Montagne was relentless in her pursuit of the truth. With intrepidity, she marched from slums to corner offices. Her intensity won her answers to the tough questions. All I had to do was watch. Labor leaders, criminals, executives- all were defeated by the strength of her verdant gaze. Her zeal for the truth was matched only by her pure stubbornness when confronted with resistance. Infallible and unflappable, Montagne pieced the truth together from disparate sections of anecdote. I never wanted it to end, but I knew it had to. The larger the story got, the harder it would be to expose the street-level wrong-doings. That was my contribution: I told Montagne to end it. We debated and haggled and argued until she finally relented- the first and only time. Claire knew her story needed a local, personal element to actually have an impact. Publishing was a tactical move more than anything. I suspected she intended to continue the pursuit anyway after she had the story run. Claire viewed publishing too soon as a surrender; therefore, this article would be part one of many, making it a strategic pause before a renewed assault.

A firestorm was sparked by her writing. Across the country, millions of the discontented seized upon her investigation as a representation of their confinement. Freedom denied to them was suddenly within reach after the exposure of their oppression. Of course, the wealthy and their apologists rose up in equal fury. Attacking the system was attacking them, after all. Discussions of wealth and ownership and labor and right and wrong dominated seemingly every part of life. When it reached a fever pitch, the middle-class could no longer ignore the uproar. Many passed the buck, calling for cooler heads. As if rationality is inverse to emotion. They blandly supported the status quo, preferring sameness to foreignness. Few of these well-to-do middle folks made a real choice either way.
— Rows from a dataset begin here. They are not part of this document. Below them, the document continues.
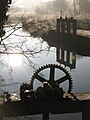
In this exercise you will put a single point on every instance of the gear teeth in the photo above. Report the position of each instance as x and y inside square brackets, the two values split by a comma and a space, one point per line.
[58, 67]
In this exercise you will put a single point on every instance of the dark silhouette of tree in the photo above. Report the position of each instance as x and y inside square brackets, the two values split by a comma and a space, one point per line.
[4, 6]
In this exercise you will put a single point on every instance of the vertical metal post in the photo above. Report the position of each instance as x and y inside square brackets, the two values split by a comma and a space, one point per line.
[45, 116]
[58, 25]
[85, 115]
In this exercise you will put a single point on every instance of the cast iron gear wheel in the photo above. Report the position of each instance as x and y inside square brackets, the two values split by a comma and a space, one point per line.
[51, 79]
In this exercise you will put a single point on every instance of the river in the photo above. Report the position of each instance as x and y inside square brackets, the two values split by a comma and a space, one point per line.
[80, 70]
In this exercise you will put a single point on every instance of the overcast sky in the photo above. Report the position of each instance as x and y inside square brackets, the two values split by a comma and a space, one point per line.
[27, 3]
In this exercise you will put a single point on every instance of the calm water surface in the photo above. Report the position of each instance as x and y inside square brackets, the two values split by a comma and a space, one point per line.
[47, 55]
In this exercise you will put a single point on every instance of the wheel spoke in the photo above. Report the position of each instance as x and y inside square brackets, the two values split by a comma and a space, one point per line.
[52, 71]
[63, 79]
[41, 79]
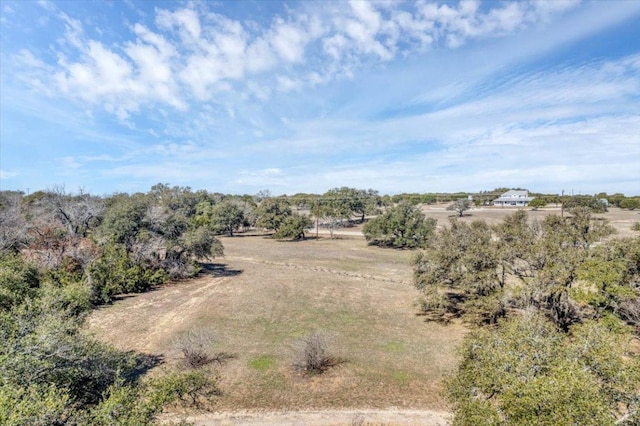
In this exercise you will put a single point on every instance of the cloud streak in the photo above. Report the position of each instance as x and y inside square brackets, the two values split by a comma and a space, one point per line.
[400, 96]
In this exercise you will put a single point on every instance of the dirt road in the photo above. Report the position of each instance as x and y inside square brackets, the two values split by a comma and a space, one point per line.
[322, 418]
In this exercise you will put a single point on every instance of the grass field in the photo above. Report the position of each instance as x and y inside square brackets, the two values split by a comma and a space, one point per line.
[263, 295]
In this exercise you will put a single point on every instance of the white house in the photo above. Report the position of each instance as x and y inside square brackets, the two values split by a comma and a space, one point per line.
[513, 198]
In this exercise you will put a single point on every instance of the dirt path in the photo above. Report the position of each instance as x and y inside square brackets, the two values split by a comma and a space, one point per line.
[324, 418]
[262, 296]
[145, 322]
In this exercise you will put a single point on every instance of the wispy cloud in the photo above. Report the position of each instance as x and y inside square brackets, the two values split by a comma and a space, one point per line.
[398, 96]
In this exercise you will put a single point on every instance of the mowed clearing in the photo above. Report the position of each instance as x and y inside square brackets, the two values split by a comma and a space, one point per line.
[264, 295]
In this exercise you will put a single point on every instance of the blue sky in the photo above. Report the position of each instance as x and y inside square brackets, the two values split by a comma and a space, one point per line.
[239, 96]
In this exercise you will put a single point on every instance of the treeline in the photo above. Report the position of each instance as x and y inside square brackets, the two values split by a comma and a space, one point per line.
[61, 255]
[554, 308]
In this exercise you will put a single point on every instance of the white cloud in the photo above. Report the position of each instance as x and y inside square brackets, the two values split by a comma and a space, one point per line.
[6, 174]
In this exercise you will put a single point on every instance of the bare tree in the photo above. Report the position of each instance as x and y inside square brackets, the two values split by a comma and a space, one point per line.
[77, 213]
[13, 227]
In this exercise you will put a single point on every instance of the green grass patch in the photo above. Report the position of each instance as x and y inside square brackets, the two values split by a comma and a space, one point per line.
[401, 377]
[262, 363]
[394, 347]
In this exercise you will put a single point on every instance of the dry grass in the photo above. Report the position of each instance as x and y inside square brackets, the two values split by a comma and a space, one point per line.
[264, 295]
[362, 296]
[621, 220]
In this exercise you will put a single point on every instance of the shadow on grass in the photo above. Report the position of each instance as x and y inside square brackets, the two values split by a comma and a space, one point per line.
[142, 364]
[219, 270]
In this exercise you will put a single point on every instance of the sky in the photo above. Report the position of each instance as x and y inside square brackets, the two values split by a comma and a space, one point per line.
[305, 96]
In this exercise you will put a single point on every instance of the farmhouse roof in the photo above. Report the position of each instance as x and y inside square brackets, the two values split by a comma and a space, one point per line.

Most simply made no choice, contenting themselves with white picket fences and tee-ball games.

The small coffee house on Fulton Street remained as quiet and lazy as ever. It was my haven, though. I sat there in long afternoons pouring over paper, much the same as before the flash entrance of Claire Montagne into my life. Despite the lighting of the spotlight on injustice, despite the innocent blood shed on the streets, my work load never lessened. Small abuses of power continued, and that was what really mattered. Article or no article, public debate or public indifference, the system still beat down, berated, crippled the most vulnerable. I was too caught up in the headiness of the headlines to see the evidence before me. I hoped that one more case, one more article, one more vote might abruptly put me out of work. It never did.